Written by Cadet Donia,
OCFRA, Battalion 50, Alpha Company, Squad 1, s5
Monday October 8, 2018
The day started at 0630 for Battalion 50 as the cadets arrived to the academy grounds. We unloaded our brush PPE's and Uniforms from our personal vehicles and staged our brush gear in front of the apparatus bay. From there, we went to the locker rooms and put away our uniforms, personal gear and lunches. We immediately returned to staging to wait for further instruction from Battalion Officer Johns regarding the set up for the morning’s progressive hoselays. Battalion Officer Johns informed us we would be at the Duck Pond, practicing progressive hose lays for time. At 0730, we all went to the hose rack to prepare our brush packs which contain 2 sticks of inch and a half hose. Each stick is 100 feet length. We worked to build hose packs, set up gated wyed supply lines, organized fittings and retrieved nozzles from the bunker.
Progressive Hose Lays drills began at 0800. Each team practiced the lays for time. Everyone in the Battalion was complete in approximately one hour. Teams consisted of 2 cadets paired by name alphabetically. They had to perform all steps to advance 500’ of the single jacket 1 ½” hose and complete the tasks within 8 minutes. We began station breakdown once everyone was finished. The hose was washed and brushed with a soft bristled push broom. To help with drying, we placed the sections of hose in a snaking pattern, which is turning the hose on its side to allow maximum dry time.

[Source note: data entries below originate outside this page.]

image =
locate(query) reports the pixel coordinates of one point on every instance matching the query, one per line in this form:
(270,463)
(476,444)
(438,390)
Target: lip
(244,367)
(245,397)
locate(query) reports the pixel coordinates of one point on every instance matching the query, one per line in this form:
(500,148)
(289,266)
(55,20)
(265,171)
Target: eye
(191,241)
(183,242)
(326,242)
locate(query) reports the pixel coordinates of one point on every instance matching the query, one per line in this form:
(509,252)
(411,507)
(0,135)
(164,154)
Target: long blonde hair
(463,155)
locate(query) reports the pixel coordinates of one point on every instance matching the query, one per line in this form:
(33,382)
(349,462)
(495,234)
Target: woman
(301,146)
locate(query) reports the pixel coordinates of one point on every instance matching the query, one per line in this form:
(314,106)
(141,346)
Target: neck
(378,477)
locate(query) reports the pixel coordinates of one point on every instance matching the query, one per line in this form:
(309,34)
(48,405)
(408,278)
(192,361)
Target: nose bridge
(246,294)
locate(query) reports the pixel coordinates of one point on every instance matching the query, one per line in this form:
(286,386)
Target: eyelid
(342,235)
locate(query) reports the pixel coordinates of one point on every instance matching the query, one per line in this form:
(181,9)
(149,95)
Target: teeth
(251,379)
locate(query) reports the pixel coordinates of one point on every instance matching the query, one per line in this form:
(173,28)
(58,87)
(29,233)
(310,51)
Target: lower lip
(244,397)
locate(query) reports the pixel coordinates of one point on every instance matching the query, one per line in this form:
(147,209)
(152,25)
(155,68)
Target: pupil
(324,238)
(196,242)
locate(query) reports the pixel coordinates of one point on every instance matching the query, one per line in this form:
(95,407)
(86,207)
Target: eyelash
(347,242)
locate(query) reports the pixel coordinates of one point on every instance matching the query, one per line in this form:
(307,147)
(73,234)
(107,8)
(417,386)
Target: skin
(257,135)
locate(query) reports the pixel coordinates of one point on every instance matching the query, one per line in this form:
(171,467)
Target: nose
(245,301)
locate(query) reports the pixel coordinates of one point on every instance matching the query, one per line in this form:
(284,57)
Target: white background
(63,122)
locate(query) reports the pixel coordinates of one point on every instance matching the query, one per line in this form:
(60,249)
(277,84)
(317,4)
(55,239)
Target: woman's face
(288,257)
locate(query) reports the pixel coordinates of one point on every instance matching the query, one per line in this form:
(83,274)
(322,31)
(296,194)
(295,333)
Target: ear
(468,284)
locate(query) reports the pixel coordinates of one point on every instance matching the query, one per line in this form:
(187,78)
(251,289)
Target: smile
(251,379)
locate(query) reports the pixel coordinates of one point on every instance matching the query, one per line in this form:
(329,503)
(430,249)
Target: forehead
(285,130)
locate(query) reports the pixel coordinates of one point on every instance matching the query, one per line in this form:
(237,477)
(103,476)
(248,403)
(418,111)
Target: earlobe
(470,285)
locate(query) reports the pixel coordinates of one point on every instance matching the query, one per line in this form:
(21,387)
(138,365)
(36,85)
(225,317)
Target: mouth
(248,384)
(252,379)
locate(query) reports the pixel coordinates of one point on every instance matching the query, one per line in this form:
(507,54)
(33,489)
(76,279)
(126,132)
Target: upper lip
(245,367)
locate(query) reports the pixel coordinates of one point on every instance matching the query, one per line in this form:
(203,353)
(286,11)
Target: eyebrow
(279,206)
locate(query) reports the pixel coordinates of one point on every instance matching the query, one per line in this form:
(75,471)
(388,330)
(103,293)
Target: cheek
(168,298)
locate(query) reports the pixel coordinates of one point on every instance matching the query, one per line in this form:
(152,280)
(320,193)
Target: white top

We were dismissed to hygiene, by Battalion Officer Johns, to get cleaned up from the Duck Pond. We lined up in the breezeway in reverse seat order to get ready to go into the classroom. We walked into our classroom and waited at attention behind our chairs for further instruction from Captain Twitchell and Engineer Tarkany.
At 1000 hours we began studying Wildland Fire Fighter Training S-130. We learned about the different components of the fire and wildland firefighter terms. Captain Twitchell went over fire fighter preparedness including the weight limits of wildland packs and personal gear, and mandatory items such as PPE's, hard hat, and eye protection. He reviewed diet and exercise for fire fighters, and taught the effects of fatigue and dehydration. Next he taught about the Incident Command System and how it’s used in wildland firefighting.
Engineer Tarkany discussed resource types for crews and equipment and their specific responsibilities on a fire incident. Hand crews, engine crews, and helitack crews were all researched. She went over the risk management process, fire orders and watch out situations, called the 10s and 18s. We used our IRPG to reference topics she was discussing.
After a one hour lunch, we met back in the classroom and continued our lessons on Wildland Fire Fighter Training S-130. Captain Twitchell and Engineer Tarkany team taught us about LCES, fire shelters, equipment use and inspections, suppression techniques, potential hazards and the human factors that play a role on the fire line, . We studied the 30 Mile Fire, where firefighter deaths could have been prevented had proper LCES and communication in place.
Captain Crudo administered the S-130 exam at approximately 1600 hours. An unstructured release followed, meaning as cadets finished the exam and after colors were lowered, cadets were free to informally dismiss.